October 10, 2003

Optimizing Linux filesystems

Author: Roderick W. Smith

Last time we introduced a few common Linux filesystems and examined their features. If you've already installed Linux, your partitions are already set up and configured with particular filesystems, but you may decide you want to modify this configuration. What's the best way to begin?

This article is excerpted from the recently published book Linux Power Tools.

Some changes are tedious to implement. For instance, changing from one filesystem to another requires you to back up, create a new filesystem, and restore your files. One exception to this rule is changing from ext2fs to ext3fs. If you switch filesystems, you may be able to use filesystem-creation options to improve the performance of the new filesystem. Other changes can also be done relatively painlessly. These include defragmenting a disk (that is, repositioning file contents so that they're not spread out over the entire partition) and resizing partitions to give you space where you need it.

Creating a filesystem for optimal performance

Most filesystems support a variety of options that may impact performance. For instance, large allocation blocks can improve performance by reducing fragmentation and the number of operations needed to retrieve an entire file. Some of these options can be set only at filesystem creation time, but some can be changed after the fact. Not all of these features are available in all filesystems. Across all Linux filesystems, important and popular performance-enhancing (or performance-degrading) options include:

Allocation block size

As noted in the earlier section, "Minimizing Space Consumption," small allocation blocks can facilitate more efficient use of disk space, but the cost is a small degradation in disk-access speed. Therefore, to improve performance slightly, you can increase your block size. This option is not easily changed after creating a filesystem. With ext2fs or ext3fs, you can use the -b block-size option to mke2fs; with XFS, the -b size=block-size option to mkfs.xfs does the job. For ext2fs and ext3fs, block-size must be 1024, 2048, or 4096; with XFS, the block size can theoretically be any power-of-two multiple of 512 bytes up to 64KB (65536 bytes), although in practice you can only mount a filesystem with block sizes up to 4KB or 8KB using common CPUs. ReiserFS and Linux's version of JFS do not yet support adjusting this feature.

Journaling options

All the journaling filesystems support various journal options. One common option is the location of the journal. By placing the journal on a separate physical disk from the main filesystem, you can improve performance (provided the target disk isn't too sluggish itself). You can use the -J device=journal-device option in mke2fs or the -j journal-device option in mkreiserfs or mkfs.jfs to set this feature.

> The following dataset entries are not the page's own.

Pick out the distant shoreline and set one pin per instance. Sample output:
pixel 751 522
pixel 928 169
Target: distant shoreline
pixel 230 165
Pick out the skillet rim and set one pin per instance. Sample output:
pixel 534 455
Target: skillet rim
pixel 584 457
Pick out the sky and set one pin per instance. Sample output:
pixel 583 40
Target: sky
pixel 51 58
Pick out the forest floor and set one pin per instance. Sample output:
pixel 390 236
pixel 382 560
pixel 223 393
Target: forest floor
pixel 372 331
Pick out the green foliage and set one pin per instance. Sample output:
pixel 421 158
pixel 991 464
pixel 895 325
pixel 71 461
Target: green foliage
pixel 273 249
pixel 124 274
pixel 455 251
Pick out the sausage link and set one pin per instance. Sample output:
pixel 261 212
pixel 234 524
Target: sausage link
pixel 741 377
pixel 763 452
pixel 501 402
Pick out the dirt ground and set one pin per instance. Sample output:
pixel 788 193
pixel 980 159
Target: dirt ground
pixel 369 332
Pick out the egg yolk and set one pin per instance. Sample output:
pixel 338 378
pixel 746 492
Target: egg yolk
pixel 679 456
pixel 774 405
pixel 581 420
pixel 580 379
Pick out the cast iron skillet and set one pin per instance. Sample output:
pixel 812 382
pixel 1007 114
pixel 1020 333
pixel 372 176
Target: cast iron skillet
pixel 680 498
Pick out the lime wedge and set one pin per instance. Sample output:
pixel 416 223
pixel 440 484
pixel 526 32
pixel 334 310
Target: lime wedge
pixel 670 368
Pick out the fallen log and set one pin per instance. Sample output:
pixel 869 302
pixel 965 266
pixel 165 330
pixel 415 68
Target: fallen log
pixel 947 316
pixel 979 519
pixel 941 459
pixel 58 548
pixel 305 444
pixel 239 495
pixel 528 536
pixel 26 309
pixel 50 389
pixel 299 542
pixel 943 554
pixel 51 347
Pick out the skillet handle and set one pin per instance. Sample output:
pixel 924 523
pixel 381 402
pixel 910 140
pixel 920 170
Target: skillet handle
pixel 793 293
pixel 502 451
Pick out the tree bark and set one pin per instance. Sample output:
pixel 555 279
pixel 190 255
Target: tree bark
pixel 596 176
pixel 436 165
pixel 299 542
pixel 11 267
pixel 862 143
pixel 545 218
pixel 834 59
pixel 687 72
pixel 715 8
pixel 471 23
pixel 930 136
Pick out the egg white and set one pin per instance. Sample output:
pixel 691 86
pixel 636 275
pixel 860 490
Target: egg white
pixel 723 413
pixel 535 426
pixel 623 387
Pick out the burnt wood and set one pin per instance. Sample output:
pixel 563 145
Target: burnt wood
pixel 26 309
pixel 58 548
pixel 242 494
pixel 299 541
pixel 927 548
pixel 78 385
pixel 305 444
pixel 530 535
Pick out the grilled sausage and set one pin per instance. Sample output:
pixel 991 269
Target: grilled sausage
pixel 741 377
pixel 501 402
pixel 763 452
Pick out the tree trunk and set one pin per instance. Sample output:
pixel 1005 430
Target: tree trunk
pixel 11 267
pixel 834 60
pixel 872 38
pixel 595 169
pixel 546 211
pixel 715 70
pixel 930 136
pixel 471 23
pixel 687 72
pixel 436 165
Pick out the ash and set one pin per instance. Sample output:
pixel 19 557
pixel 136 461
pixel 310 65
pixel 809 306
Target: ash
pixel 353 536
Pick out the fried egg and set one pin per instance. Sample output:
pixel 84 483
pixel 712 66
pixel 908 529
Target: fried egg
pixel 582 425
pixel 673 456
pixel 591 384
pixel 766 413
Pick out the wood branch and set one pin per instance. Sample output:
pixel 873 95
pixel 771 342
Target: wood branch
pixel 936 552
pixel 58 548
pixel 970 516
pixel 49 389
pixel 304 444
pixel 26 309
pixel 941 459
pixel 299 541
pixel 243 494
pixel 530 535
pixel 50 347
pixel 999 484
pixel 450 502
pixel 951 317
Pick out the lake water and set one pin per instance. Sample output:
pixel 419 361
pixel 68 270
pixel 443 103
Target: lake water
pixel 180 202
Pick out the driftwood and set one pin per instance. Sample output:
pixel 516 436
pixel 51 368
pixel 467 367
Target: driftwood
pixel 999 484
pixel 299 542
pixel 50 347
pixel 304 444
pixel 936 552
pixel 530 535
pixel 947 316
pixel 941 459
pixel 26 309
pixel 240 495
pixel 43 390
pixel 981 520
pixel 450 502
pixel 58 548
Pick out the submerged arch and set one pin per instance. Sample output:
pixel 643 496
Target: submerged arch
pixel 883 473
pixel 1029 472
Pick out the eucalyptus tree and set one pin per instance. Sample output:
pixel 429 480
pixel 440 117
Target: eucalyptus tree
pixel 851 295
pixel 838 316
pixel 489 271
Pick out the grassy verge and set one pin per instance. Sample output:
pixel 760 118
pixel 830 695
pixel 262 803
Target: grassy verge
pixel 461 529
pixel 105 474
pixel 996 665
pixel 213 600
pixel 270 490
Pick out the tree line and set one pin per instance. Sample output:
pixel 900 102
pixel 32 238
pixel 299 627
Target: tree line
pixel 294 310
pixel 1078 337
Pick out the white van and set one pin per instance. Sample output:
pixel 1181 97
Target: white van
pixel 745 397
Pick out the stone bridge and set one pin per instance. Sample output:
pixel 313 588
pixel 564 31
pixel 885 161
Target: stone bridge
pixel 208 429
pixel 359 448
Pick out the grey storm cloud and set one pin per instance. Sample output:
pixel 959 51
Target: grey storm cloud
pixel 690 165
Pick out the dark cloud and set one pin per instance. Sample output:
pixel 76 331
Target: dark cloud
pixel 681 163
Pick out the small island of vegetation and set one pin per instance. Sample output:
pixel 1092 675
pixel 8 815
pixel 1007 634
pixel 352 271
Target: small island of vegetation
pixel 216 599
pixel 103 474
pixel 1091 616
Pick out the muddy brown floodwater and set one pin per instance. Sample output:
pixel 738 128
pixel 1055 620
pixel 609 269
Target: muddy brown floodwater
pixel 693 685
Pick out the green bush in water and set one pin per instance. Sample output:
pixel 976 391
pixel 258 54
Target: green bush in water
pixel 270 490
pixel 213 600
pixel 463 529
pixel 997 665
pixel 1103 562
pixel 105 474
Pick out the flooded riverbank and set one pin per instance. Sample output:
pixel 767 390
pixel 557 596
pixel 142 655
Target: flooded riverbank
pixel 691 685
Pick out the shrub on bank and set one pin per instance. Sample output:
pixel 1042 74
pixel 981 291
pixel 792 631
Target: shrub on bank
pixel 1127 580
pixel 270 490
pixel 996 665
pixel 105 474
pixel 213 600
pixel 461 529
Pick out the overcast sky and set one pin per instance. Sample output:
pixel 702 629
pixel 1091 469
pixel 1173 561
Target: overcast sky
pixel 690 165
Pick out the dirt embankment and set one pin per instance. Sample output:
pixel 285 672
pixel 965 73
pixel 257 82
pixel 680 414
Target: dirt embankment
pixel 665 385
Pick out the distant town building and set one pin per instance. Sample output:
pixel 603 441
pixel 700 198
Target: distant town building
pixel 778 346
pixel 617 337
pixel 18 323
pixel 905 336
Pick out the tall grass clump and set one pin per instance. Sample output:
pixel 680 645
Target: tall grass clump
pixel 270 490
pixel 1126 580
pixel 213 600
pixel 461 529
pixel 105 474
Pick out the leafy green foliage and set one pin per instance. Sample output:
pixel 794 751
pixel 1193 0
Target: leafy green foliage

Ext3fs also supports setting the journal size with the -J size=journal-size option, where journal-size is specified in megabytes and must be between 1,024 and 102,400 filesystem blocks. Specifying a too-small journal may degrade performance, but setting one too large may rob you of too much disk space. If in doubt, let mke2fs decide on the journal size itself.

Reserved blocks

Ext2fs and ext3fs reserve a number of blocks for use by the superuser (or some other user you specify). The default value of 5 percent reserved space may be overkill on large partitions or on less critical partitions (such as /home). You can gain a bit more space by using the -m reserved-percentage option to mke2fs. Changing this percentage won't affect actual disk performance, but it may gain you just a bit more available disk space. You can change this option after you create a filesystem by passing the same parameter that mke2fs accepts to the tune2fs program, as in tune2fs -m 1 /dev/hda4 to set the reserved blocks percentage to 1.

Check interval

Ext2fs and ext3fs force a filesystem check after a specified number of mounts or a specified amount of time between mounts. The idea is to catch errors that might creep onto the filesystem due to random disk write errors or filesystem driver bugs. You can change these intervals by using the -c max-mount-counts and -i interval-between-checks options to tune2fs. For the latter option, you specify an interval in days, weeks, or months by providing a number followed by a d, w, or m, respectively. Altering the check interval won't modify day-to-day performance, but it will change how frequently the computer performs a full disk check on startup. This disk check can be quite lengthy, even for ext3fs; it doesn't restrict itself to recent transactions as recorded in the journal, as a forced check after a system crash does.

Directory hash

ReiserFS uses a sorted directory structure to speed directory lookups, and mkreiserfs provides several options for the hash (a type of lookup algorithm) used for this purpose. You set this option with the -h hash option to mkreiserfs, where hash can be r5, rupasov, or tea. Some hashes may yield improved or degraded performance for specific applications. The Squid Web proxy documentation suggests using the rupasov hash, whereas the qmail documentation recommends r5, for instance. One problem with the r5 and rupasov hashes is that they can greatly slow file creation in directories with very many (a million or so) files. In fact, rupasov is very prone to such problems, and so should be avoided on most systems. The tea hash is much less subject to this problem, but it is also much slower than r5 for directories with more typical numbers of files. In general, you should use the default r5 hash unless you know you'll be creating many files or the disk will be used by one performance-critical application, in which case checking the application's documentation or doing a web search for advice may be worthwhile.

Inode options

XFS enables you to set the inode size at filesystem creation time using the -i size=value option to mkfs.xfs. The minimum and default size is 256 bytes; the maximum is 2,048 bytes. (The inode size can't exceed half the allocation block size, though.) One impact of the inode size option relates to small file access times; because XFS tries to store small files within the inode whenever possible, specifying a large inode enables storing larger files within the inode. Doing so will speed access to these files. Therefore, if a partition will store many small files (under 2KB), you may want to increase the inode size. Depending on the exact mix of file sizes, the result may save or waste disk space. If few files will be smaller than 2KB, there's little point to increasing the inode size.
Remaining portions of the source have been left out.